By making the following adjustments we can try tuning the spam filter accuracy the following ways.

  • increasing the training set size (decreasing, however, the one of the test set) to train the algorithm more,
  • selecting alpha different than 1,
  • preserving punctuation (the word win and win!!! can appear in rather different contexts),
  • making the algorithm sensitive to letter case (for example, SECRET seems to be more spam-like than secret).
In [14]:
training_set_exp = sms_randomized[:4458].reset_index(drop=True)
test_set_exp = sms_randomized[4458:].reset_index(drop=True)
training_set_exp['SMS'] = training_set_exp['SMS'].str.replace('\W', ' ')

vocabulary_exp = []
for sms in training_set_exp['SMS']:
    for word in sms:
        vocabulary_exp.append(word)
vocabulary_exp = list(set(vocabulary_exp))

word_counts_per_sms_exp = {unique_word: [0] * len(training_set_exp['SMS']) for unique_word in vocabulary_exp}
for index, sms in enumerate(training_set_exp['SMS']):
    for word in sms:
        word_counts_per_sms_exp[word][index]+=1
        
word_counts_exp = pd.DataFrame(word_counts_per_sms_exp)

training_set_final_exp = pd.concat([training_set_exp, word_counts_exp], axis=1)
    
spam_sms_exp = training_set_final_exp[training_set_final_exp['Label']=='spam']
ham_sms_exp = training_set_final_exp[training_set_final_exp['Label']=='ham']

p_spam_exp = training_set_final_exp['Label'].value_counts()['spam']/len(training_set_final_exp)
p_ham_exp = training_set_final_exp['Label'].value_counts()['ham']/len(training_set_final_exp)

n_spam_exp = 0
n_ham_exp = 0
for i in range(len(training_set_final_exp)):
    row = list(training_set_final_exp.iloc[i].values)
    for j in range(2,len(row)):
        if row[0]=='spam':
            n_spam_exp+=row[j]
        else:
            n_ham_exp+=row[j]
            
n_vocabulary_exp = len(vocabulary_exp)
alpha = 1

p_wi_spam_exp = {}
p_wi_ham_exp = {}
for word in vocabulary_exp:
    p_wi_spam_exp[word] = (spam_sms_exp[word].sum()+alpha)/(n_spam_exp+alpha*n_vocabulary_exp)
    p_wi_ham_exp[word] = (ham_sms_exp[word].sum()+alpha)/(n_ham_exp+alpha*n_vocabulary_exp)
    
def classify_exp(message):

    message = re.sub('\W', ' ', message)
    message = message.lower()
    message = message.split()
    p_spam_given_message_exp = p_spam_exp
    p_ham_given_message_exp = p_ham_exp
    for word in message:
        if word in p_wi_spam_exp:
             p_spam_given_message_exp*=p_wi_spam_exp[word]
        if word in p_wi_ham_exp:
            p_ham_given_message_exp*=p_wi_ham_exp[word]

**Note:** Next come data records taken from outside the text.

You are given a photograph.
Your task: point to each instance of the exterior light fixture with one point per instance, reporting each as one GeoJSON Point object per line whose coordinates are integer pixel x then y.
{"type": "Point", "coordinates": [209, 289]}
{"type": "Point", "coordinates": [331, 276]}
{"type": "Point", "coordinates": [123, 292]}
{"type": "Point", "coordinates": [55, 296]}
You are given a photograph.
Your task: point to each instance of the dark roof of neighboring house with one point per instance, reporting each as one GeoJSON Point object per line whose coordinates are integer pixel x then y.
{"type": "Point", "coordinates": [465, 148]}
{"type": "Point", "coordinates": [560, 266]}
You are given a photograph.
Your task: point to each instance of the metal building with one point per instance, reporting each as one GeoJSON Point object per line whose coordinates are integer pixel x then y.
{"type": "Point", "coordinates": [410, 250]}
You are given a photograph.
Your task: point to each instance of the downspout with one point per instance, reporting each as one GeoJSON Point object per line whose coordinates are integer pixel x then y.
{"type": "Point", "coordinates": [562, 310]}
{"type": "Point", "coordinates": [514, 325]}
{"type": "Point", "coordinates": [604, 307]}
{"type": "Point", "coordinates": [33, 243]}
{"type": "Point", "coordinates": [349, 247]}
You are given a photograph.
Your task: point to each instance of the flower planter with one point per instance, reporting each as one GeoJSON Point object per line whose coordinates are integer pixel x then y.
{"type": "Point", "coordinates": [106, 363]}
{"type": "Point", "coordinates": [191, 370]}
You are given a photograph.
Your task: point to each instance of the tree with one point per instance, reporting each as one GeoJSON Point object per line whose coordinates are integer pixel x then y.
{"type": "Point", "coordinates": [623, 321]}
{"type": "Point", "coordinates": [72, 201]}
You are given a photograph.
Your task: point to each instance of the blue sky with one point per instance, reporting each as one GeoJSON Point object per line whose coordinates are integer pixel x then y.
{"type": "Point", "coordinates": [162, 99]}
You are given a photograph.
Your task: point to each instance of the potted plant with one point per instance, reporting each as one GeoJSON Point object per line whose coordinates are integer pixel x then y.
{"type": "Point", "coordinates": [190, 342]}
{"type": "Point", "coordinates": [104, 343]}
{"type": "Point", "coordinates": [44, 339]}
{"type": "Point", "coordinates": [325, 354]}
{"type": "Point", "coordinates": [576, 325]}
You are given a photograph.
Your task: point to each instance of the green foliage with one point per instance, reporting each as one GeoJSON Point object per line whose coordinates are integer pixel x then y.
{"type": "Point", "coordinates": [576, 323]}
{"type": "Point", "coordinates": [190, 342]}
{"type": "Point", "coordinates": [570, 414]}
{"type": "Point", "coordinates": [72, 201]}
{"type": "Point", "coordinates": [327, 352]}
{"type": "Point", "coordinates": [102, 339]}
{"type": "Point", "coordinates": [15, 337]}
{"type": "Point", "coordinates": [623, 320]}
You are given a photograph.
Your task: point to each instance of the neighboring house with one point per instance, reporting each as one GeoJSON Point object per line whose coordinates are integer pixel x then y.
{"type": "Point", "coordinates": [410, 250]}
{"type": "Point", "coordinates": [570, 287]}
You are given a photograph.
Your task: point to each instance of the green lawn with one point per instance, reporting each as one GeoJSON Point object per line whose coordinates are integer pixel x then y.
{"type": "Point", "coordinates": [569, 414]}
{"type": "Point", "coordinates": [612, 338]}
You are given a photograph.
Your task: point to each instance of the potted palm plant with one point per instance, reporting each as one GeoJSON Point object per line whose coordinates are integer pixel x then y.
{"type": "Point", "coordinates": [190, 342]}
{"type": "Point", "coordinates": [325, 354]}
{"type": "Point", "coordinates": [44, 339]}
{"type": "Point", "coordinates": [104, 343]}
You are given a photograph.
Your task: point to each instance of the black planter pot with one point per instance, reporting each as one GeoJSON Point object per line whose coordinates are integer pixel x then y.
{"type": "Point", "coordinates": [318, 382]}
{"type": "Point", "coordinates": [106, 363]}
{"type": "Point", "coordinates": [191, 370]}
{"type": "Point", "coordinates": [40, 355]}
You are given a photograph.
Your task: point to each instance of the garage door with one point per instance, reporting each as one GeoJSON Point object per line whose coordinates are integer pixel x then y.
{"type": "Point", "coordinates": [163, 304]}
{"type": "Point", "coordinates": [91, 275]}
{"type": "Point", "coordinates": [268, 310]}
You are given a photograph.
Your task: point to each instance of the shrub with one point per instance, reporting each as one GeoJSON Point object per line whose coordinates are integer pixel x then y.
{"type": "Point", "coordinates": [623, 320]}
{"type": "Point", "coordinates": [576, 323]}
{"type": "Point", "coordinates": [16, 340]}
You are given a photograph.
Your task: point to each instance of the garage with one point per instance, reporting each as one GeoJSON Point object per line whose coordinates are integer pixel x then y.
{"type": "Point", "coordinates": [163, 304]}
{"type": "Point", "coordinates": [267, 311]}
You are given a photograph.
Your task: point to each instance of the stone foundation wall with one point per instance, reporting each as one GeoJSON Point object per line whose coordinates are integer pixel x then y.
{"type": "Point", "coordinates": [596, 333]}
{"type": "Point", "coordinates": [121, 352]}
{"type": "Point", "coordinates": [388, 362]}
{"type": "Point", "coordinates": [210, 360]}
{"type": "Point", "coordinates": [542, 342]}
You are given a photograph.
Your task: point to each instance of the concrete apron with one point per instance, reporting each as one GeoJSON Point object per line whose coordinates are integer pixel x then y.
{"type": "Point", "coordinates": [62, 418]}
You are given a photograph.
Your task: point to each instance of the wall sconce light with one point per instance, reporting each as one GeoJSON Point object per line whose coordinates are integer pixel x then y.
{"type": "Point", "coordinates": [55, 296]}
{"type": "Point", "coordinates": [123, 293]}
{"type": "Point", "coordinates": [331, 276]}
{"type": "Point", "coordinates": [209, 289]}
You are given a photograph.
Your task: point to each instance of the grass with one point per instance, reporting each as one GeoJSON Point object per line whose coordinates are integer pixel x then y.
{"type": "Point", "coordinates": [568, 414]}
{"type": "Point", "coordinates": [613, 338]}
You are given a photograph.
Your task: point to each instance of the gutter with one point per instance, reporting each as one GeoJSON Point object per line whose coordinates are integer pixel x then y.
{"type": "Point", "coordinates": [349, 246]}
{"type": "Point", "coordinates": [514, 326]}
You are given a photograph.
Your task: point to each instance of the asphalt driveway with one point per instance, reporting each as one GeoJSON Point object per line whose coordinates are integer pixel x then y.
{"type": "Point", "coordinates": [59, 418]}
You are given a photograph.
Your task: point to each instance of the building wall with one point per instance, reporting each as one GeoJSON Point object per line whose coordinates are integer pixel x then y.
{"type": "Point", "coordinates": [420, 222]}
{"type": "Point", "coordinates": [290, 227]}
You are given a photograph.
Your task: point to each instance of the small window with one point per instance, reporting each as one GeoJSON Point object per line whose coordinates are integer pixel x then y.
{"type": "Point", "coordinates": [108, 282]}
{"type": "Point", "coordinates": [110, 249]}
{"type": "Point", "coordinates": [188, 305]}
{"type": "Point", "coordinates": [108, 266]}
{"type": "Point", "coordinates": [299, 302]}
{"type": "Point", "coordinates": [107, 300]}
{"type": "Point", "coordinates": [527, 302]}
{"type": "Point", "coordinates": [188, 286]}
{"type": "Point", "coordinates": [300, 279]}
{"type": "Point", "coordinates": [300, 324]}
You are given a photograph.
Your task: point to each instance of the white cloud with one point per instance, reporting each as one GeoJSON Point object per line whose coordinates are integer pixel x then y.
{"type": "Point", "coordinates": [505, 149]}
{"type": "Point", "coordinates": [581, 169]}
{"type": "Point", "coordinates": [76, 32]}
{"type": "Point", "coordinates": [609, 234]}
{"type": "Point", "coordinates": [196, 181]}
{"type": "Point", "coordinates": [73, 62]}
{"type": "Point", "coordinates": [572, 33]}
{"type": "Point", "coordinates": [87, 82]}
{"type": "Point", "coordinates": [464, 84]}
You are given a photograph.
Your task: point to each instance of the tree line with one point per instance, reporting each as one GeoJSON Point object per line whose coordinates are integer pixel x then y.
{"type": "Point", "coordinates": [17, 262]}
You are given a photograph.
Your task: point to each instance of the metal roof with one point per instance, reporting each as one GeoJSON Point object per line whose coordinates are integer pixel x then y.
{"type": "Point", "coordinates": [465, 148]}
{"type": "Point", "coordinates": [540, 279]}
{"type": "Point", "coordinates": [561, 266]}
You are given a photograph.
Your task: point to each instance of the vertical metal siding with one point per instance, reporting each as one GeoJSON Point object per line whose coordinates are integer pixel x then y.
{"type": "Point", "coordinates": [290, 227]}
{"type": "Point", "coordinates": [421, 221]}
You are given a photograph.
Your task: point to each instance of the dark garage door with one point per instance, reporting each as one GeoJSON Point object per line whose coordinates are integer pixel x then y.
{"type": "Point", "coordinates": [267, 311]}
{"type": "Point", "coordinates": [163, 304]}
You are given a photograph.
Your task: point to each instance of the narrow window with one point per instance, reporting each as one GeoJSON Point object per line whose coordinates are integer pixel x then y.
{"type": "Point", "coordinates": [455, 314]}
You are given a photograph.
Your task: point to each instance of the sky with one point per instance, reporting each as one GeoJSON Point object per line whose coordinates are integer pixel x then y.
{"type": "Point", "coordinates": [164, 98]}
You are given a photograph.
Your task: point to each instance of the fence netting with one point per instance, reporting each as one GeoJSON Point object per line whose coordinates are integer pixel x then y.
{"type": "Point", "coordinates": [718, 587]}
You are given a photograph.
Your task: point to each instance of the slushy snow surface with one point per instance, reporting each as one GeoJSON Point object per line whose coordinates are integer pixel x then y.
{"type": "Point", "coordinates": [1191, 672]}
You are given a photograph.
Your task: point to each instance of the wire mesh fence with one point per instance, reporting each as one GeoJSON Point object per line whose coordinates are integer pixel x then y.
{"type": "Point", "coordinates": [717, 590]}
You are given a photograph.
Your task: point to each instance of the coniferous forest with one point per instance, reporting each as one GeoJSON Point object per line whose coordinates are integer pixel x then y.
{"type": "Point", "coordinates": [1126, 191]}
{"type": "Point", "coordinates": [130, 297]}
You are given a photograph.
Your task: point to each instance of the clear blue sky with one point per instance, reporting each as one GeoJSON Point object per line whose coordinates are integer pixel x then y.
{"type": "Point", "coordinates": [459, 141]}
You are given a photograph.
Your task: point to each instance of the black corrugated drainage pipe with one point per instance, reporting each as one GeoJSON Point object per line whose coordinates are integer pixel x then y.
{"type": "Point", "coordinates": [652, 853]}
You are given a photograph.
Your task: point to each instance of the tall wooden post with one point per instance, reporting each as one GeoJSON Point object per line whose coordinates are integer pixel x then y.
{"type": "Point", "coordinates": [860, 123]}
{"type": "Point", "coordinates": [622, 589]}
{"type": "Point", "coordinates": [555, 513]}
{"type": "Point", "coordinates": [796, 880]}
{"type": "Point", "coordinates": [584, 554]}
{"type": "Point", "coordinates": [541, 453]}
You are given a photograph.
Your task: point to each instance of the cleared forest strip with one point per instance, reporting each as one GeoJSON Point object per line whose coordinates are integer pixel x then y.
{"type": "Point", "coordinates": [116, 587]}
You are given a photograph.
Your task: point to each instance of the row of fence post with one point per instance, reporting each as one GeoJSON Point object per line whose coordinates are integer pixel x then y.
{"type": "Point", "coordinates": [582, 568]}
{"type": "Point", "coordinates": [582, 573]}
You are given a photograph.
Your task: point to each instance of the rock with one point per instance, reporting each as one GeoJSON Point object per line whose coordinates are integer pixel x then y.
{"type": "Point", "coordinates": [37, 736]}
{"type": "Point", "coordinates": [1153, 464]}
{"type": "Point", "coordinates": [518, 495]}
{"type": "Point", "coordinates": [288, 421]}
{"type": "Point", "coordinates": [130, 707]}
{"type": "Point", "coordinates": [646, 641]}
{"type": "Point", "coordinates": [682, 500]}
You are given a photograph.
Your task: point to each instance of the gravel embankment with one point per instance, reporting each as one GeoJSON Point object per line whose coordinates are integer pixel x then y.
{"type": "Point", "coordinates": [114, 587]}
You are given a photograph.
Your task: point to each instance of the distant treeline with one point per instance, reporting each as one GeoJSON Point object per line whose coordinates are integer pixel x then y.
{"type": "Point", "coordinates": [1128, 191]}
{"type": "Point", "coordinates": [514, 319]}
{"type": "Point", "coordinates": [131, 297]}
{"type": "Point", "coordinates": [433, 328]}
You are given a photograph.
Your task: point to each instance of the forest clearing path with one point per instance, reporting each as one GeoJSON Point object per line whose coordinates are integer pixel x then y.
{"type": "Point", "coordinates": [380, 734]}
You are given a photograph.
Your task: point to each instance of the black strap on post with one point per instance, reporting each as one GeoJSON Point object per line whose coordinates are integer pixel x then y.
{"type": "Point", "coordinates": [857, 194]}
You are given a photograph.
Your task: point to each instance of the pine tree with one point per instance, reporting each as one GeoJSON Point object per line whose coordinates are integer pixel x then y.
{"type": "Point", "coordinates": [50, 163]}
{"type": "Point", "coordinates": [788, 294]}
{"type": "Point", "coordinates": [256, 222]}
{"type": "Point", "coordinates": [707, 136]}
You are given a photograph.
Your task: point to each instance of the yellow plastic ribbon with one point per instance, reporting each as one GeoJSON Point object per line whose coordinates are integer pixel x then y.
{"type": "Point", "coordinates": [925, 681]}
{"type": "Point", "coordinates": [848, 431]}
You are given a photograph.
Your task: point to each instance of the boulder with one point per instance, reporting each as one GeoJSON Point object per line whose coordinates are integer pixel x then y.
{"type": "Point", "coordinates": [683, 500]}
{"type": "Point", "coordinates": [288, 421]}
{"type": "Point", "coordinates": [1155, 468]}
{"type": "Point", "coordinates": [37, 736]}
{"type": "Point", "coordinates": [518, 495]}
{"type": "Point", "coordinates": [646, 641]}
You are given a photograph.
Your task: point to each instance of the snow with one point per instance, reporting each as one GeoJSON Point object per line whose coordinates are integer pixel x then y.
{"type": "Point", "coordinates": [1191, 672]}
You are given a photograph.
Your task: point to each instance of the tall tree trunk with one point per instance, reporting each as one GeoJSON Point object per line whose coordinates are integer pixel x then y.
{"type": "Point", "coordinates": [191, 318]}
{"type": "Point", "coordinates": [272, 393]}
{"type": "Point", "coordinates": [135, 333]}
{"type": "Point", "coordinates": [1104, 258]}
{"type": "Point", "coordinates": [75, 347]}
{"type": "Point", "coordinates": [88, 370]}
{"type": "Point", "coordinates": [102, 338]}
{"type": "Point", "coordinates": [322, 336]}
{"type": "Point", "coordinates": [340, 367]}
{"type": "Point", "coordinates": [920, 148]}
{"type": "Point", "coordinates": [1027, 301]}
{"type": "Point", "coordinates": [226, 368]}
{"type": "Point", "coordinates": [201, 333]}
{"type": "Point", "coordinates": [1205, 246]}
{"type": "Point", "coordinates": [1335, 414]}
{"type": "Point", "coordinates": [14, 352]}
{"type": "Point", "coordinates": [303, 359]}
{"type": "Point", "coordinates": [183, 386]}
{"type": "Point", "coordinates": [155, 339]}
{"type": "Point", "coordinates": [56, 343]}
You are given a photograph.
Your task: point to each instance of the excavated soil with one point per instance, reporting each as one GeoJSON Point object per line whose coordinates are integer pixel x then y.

    if p_ham_given_message_exp > p_spam_given_message_exp:
        return 'ham'
    elif p_ham_given_message_exp < p_spam_given_message_exp:
        return 'spam'
    else:
        return 'Equal proabilities, have a human classify this!'
    
test_set_exp['Predicted'] = test_set_exp['SMS'].apply(classify_exp)

correct_exp = 0
total_exp = len(test_set_exp)

for row in test_set_exp.iterrows():
    if row[1]['Predicted']==row[1]['Label']:
        correct_exp+=1
accuracy_exp = correct_exp/total_exp*100
print(f'The accuracy of the spam filter: {accuracy_exp:.2f}%')
The accuracy of the spam filter: 85.10%

Conclusions

Through this project, we have managed to achieve in creating a spam filter using multinomial naive bayes algorithm.

Apart from that we also have achieved learning:

  • How to assign probabilities based on certain conditions using conditional probability rules.
  • How to assign probabilities to events based on whether their relationship of statistical independence or not with other events.
  • How to assign probabilities to events using Bayes theorem.

Also, the effieiency achieved using Naive Bayes algorithm in this project is much better than the expected efficiency.